Your family members, friends or babysitter like to bring treasures to delight your children. However, some of the treasures, while very much appreciated by your kids, can be a big problem for you. How can you politely decline gifts or steer your family members and friends in the right direction? Read on to learn more from a mom who’s been there, done that.
- Set clear boundaries from the get-go. Make sure your family members and friends understand right up front what is and is not coming into your home. As soon as your son says he wants that drum set, tell your dad (and other gift givers) that you don’t want your little guy to have a set of drums at this age.
- If grandpa gives your son a set of drums anyway, politely (or with humor) state that the drums are a thoughtful gift that your son will love accessing while he is visiting grandpa. Then, have grandpa take the drum set back to his house so that your son will be able to serenade him with the bang-bang-banging. (Side note: if the gift can’t return home with the gift giver, there are always lots of other locations to which a gift can be re-routed. For example, taking the gift to your son’s daycare, with permission from the daycare, so your son can share his treasure with his little buddies.)
- In advance of gift-giving occasions, you may want to discuss with gift givers what gift ideas you suggest.
- A great gift idea is the gift of time: perhaps tickets to see Ice Capades, go to Disney on Ice, or have some other experience your kids will enjoy while spending time together.
- Another great gift idea is the gift of knowledge or creativity: finger painting classes at the local arts center, a book about kitties, an aquarium, science kits (tidy ones like home planetarium kits), a kiddie camera, a beginner’s computer, etc.
- For many kids, especially girls, clothes are a good gift idea: clothes are useful because kids quickly outgrow whatever clothes they already have, and kids (especially girls) often like receiving attractive clothing.
- Other items that are needed regularly yet desired by kids include: a bedspread (maybe your son wants an Incredible Hulk bedspread and his last bedspread is threadbare from lots of hard use as a tent in the den, a mat for kids’ wrestling, etc.), sports equipment (i.e., a soccer ball, ballet shoes, etc.), and food (a special treat that your kids really love such as granola bars, strawberries, or some other snack that can be parceled out in appropriate servings and not be messy or cause a sugar-rush-induced craze).

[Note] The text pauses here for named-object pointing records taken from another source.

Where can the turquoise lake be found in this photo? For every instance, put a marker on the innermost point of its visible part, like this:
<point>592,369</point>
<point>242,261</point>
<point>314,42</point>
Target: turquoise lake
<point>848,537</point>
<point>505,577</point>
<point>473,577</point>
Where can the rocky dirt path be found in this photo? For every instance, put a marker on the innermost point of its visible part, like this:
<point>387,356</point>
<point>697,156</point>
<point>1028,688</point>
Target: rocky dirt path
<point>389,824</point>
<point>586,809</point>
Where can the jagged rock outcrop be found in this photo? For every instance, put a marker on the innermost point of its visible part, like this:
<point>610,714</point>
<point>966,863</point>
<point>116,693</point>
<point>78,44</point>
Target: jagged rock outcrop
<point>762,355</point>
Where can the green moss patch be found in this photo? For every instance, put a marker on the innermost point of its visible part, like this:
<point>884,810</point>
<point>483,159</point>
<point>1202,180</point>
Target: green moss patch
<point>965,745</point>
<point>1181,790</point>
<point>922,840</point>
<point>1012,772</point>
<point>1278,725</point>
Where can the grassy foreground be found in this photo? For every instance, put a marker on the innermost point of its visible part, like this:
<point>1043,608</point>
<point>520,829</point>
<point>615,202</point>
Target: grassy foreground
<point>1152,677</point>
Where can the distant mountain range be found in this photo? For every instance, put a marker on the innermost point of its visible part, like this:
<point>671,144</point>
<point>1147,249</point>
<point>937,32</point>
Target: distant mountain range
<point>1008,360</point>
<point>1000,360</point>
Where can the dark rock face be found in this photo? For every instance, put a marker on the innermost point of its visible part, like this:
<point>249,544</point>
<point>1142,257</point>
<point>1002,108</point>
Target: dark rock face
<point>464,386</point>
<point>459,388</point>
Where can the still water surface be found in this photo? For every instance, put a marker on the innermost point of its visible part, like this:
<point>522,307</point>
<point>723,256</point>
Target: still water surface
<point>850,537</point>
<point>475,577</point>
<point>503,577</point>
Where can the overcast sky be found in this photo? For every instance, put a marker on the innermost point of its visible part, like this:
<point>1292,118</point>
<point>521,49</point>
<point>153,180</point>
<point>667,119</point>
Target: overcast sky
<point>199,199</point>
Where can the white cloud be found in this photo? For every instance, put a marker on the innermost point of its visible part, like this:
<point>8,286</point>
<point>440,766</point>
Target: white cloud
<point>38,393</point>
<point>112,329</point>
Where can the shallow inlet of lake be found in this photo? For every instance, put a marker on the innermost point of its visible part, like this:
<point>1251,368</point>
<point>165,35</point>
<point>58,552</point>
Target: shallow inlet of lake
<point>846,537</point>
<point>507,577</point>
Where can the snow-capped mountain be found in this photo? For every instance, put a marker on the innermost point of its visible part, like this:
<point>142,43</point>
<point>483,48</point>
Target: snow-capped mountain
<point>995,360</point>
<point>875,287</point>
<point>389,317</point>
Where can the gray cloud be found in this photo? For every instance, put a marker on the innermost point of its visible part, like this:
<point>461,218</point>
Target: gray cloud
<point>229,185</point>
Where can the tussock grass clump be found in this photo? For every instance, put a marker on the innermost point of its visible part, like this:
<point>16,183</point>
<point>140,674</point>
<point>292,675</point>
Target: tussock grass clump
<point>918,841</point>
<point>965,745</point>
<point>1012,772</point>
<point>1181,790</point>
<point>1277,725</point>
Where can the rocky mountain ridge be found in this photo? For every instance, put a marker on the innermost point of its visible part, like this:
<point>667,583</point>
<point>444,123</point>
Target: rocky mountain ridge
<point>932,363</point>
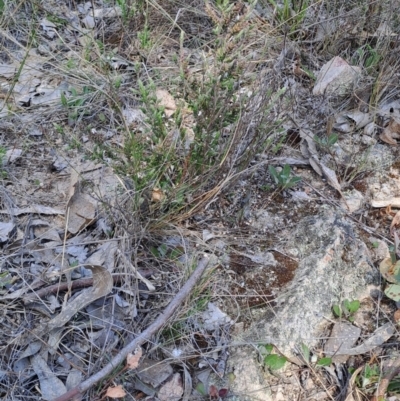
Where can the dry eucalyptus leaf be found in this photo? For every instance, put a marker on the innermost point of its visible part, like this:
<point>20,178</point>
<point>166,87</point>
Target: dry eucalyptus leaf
<point>343,336</point>
<point>115,392</point>
<point>361,119</point>
<point>395,222</point>
<point>81,212</point>
<point>394,202</point>
<point>157,195</point>
<point>387,137</point>
<point>166,100</point>
<point>132,360</point>
<point>172,390</point>
<point>379,337</point>
<point>11,155</point>
<point>6,231</point>
<point>51,386</point>
<point>391,132</point>
<point>34,209</point>
<point>102,285</point>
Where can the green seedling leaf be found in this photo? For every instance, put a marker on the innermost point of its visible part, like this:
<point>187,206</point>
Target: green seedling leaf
<point>394,385</point>
<point>274,174</point>
<point>389,270</point>
<point>268,348</point>
<point>324,361</point>
<point>333,138</point>
<point>200,388</point>
<point>285,171</point>
<point>337,311</point>
<point>274,361</point>
<point>393,292</point>
<point>64,100</point>
<point>353,306</point>
<point>154,252</point>
<point>305,351</point>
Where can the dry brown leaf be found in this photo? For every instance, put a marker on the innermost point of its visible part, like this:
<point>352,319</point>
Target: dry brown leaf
<point>391,132</point>
<point>81,211</point>
<point>132,360</point>
<point>387,137</point>
<point>115,392</point>
<point>395,222</point>
<point>157,195</point>
<point>172,390</point>
<point>395,202</point>
<point>166,100</point>
<point>102,286</point>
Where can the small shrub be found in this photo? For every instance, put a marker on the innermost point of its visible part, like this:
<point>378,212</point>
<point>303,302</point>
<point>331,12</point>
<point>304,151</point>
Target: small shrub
<point>283,179</point>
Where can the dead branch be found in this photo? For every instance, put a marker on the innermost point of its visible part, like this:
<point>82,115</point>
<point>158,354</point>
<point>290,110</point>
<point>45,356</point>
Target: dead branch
<point>141,338</point>
<point>393,371</point>
<point>76,284</point>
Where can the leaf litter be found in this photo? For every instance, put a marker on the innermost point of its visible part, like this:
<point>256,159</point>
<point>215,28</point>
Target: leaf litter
<point>59,221</point>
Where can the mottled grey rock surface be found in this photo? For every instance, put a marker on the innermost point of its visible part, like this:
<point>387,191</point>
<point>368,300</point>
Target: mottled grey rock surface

After you get used to establishing and maintaining gift boundaries, you’ll have fewer what-were-they-thinking gift ideas received in your household. No more paint-by-number sets, no more how-to-make-a-volcano-that-actually-explodes sets, no more gift bags filled with a gazillion little trinkets from a discount retailer (all of which will be lost or broken within the week). Just think of the time you’ll save in house cleaning, the money you’ll save on over-the-counter headache remedies, and the friends and family members you’ll be able to embrace with continued fondness. Enjoy!